Petits Frères des Pauvres : vous dites page 160, que c’est quand on s’interdit de se laisser toucher par les autres qu’il vaut mieux peut-être changer de métier : mais finalement, n’est-ce pas plus difficile à gérer de perdre un patient qui est devenu presque un ami ?
L’Homme étoilé : C’est vrai que je m’attache à eux mais parce que pour moi il est incompatible de travailler avec l’humain et d’essayer de s’en protéger au maximum. Je ne comprends pas cette notion de « distance » ou « juste distance » qu’on peut apprendre dans les écoles d’infirmières. Je préfère parler de « juste proximité », parce qu’on fait un travail dans lequel on a besoin de s’investir auprès de l’humain et je ne trouve pas cohérent de chercher à s’en protéger et à s’en distancer.
Ce qui m’aide sans doute à ne pas le vivre avec difficulté, c’est que je n’oublie jamais que mon objectif, ce n’est pas d’empêcher ces personnes de mourir mais de les accompagner au mieux de mes moyens jusqu’à l’issue fatale de leur maladie. Quand le décès a pu se passer dans des conditions sereines et sans douleur, avec le meilleur accompagnement possible, mon objectif est atteint. Malheureusement, le décès c’est l’issue inévitable sur laquelle je n’ai pas d’emprise et je ne cherche pas à en avoir non plus.
Mon objectif n’est pas d’empêcher ces personnes de mourir mais de les accompagner au mieux jusqu’à l’issue fatale de leur maladie
Petits Frères des Pauvres : vous brossez le portrait de Marie, une dame isolée qui a perdu le contact avec son fils. Les Petits Frères des Pauvres luttent justement contre l’isolement des personnes âgées, notamment dans les services de soins palliatifs où nos bénévoles proposent des visites à tous les patients hospitalisés ainsi qu’à domicile. Sa situation vous a-t-elle touchée ?
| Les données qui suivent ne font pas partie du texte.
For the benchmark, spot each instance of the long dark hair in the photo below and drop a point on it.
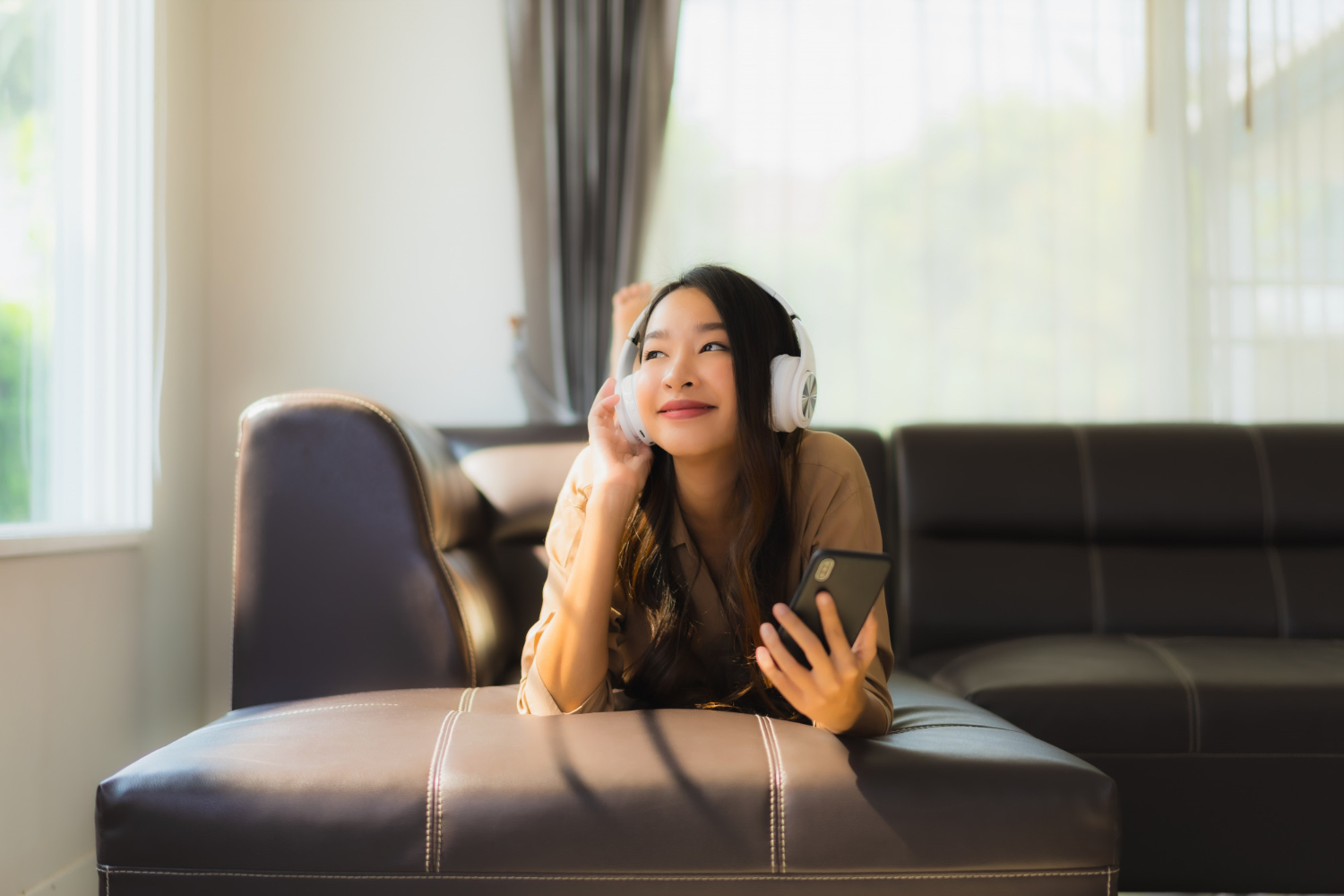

L’Homme étoilé : Marie, c’est une histoire que j’ai longtemps hésité à raconter parce que ce n’est pas évident de reconnaître qu’on a du mal à accompagner, à soigner… Mais finalement j’ai compris que ce n’était pas la personne en elle-même qui était source de difficultés mais plutôt ce à quoi elle me renvoyait. Marie, son isolement ne m’est pas apparu évident mais il faut dire que je ne lui accordais pas non plus l’opportunité d’en discuter avec moi parce que je limitais vraiment mes passages en chambre à l’essentiel. Ce qui me perturbait beaucoup dans cette histoire au départ, c’est que je ressentais qu’elle avait énormément de sympathie pour moi et je ne me l’expliquais pas trop parce que, moi, justement j’éprouvais beaucoup d’aversion pour elle.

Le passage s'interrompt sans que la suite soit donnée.